A FCT recomenda CC-BY como a opção de máxima abertura e a única plenamente compatível com o Plano S (cOAlition S). Se tiveres dúvidas sobre qual licença aplicar tendo em conta acordos com parceiros industriais ou editoras, contacta politica-publicacoes@fct.pt.

O mecanismo de retenção de direitos (Rights Retention Strategy — RRS) permite que, mesmo quando publicas num artigo em revista que normalmente cederia os direitos à editora, possas incluir a versão aceite em repositório RCAAP. A FCT disponibiliza uma declaração de retenção que deves inserir na submissão ao editor.

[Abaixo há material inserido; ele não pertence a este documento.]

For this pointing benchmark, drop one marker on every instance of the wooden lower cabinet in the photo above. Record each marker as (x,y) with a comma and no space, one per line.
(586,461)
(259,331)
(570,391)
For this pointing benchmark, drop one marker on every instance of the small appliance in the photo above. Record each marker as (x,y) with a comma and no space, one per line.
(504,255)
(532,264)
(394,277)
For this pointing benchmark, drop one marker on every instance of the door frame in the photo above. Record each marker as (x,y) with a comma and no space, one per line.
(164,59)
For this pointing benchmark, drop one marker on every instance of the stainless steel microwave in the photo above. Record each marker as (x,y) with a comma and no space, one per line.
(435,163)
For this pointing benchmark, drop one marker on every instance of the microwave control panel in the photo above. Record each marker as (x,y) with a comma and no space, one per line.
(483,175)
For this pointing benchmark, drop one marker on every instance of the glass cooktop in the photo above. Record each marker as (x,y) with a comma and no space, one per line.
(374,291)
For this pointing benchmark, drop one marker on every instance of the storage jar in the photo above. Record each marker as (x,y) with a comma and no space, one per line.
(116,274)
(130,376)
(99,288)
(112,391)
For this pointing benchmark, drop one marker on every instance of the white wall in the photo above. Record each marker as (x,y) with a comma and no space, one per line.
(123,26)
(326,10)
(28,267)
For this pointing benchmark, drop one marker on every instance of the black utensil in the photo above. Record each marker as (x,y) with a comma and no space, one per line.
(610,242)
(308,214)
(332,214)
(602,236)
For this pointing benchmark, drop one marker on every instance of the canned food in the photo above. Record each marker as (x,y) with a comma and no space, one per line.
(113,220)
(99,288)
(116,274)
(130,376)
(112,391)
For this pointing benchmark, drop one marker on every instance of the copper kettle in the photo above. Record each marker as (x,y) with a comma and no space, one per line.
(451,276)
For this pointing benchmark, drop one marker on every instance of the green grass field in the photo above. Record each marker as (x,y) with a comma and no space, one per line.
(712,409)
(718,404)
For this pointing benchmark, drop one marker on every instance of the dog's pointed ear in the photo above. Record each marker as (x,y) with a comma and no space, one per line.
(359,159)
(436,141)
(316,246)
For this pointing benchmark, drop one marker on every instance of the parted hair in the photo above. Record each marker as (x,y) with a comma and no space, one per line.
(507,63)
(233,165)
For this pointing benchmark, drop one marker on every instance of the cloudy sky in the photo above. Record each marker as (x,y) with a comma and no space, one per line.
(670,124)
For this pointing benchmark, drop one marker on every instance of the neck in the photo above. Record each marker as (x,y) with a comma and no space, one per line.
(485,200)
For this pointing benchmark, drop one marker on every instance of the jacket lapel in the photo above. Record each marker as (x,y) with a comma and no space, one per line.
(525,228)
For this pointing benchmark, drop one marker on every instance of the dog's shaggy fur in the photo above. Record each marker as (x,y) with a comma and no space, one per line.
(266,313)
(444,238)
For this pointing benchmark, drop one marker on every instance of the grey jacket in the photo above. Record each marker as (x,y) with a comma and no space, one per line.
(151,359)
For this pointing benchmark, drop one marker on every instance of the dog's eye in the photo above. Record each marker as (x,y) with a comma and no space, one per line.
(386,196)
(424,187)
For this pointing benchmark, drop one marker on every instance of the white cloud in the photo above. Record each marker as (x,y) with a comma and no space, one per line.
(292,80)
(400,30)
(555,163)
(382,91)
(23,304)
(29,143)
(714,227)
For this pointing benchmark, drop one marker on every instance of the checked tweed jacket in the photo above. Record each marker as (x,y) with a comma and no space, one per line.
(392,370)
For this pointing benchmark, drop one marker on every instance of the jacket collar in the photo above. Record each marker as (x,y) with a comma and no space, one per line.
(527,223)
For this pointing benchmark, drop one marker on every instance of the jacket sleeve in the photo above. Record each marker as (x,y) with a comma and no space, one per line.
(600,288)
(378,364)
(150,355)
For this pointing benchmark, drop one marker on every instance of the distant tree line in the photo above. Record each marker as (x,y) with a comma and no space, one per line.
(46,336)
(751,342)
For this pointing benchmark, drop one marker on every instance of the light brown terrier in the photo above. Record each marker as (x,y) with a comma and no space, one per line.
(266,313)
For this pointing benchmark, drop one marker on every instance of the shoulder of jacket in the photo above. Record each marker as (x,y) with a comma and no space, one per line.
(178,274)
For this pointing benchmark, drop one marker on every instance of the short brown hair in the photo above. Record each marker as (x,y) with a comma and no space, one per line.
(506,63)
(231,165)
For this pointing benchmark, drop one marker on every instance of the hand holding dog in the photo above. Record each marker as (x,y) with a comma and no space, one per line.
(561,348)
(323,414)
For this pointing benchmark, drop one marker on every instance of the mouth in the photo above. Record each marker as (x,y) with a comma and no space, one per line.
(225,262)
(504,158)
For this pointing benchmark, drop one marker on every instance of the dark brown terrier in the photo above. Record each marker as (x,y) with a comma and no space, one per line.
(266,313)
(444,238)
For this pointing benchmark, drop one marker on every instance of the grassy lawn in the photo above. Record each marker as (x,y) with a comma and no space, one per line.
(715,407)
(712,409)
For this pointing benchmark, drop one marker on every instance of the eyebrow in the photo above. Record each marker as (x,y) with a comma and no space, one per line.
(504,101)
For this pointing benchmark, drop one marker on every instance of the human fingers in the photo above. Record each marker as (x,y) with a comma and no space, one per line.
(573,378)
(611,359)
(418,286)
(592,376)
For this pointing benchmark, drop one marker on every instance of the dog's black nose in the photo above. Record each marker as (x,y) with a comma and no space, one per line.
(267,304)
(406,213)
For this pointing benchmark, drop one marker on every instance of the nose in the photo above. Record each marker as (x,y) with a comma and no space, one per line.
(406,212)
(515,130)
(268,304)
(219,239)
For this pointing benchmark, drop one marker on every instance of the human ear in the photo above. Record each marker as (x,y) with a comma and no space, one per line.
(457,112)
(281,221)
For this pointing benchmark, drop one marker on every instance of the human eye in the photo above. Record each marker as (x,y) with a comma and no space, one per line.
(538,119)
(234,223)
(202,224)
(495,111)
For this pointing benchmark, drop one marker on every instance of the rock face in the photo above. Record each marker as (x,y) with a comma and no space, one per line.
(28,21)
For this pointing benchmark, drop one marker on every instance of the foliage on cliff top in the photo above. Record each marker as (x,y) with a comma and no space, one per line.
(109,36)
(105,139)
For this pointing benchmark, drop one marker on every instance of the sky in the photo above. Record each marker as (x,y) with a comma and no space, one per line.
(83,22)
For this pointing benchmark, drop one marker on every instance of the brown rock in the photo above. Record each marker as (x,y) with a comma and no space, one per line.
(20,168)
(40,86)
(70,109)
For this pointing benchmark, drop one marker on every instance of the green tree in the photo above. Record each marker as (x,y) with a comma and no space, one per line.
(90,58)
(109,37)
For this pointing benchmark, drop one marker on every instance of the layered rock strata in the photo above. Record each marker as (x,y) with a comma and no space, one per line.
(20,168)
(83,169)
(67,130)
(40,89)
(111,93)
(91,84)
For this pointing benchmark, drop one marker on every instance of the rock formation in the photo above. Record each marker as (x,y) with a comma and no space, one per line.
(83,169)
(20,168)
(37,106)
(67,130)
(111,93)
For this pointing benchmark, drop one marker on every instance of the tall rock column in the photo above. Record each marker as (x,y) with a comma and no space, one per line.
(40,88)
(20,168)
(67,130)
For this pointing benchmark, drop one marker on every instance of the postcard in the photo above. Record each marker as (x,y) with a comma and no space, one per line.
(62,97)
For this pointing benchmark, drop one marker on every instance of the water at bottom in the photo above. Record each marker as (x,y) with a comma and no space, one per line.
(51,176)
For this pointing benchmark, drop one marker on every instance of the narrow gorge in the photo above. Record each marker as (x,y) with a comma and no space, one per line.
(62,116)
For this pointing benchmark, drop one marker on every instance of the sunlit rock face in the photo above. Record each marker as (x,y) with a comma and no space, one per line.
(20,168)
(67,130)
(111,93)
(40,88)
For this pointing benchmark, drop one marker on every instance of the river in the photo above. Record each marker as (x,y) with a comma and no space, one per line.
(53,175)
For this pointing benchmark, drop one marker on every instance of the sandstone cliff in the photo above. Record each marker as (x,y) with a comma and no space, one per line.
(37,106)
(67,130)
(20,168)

Embargo: Quando e Por Quanto Tempo

A nova política da FCT não admite embargos gerais — mas reconhece exceções específicas e documentadas:

  • Embargo até 12 meses: Permitido para teses de doutoramento e dissertações de mestrado quando existe intenção de proteger uma patente junto do INPI (Instituto Nacional da Propriedade Industrial) ou de publicar o trabalho como livro numa editora científica.
  • Embargo superior a 12 meses: Requer autorização expressa da FCT, com justificação documentada.
  • Acesso restrito vs. embargo: São conceitos distintos. O embargo resulta em depósito efetuado mas com acesso ao texto completo temporariamente bloqueado. O acesso restrito é uma restrição permanente — não é compatível com a política FCT salvo casos excecionais.

Para pedidos de embargo, contacta a biblioteca ou serviços de documentação da tua instituição antes de submeter a tese ao processo de defesa. O processo varia por universidade: na UPorto (via SIGARRA), os embargos são aprovados pelo Conselho Científico; na ULisboa (via Fénix) o processo é similar. Para detalhes por instituição, ver o artigo como pedir embargo de tese no RCAAP.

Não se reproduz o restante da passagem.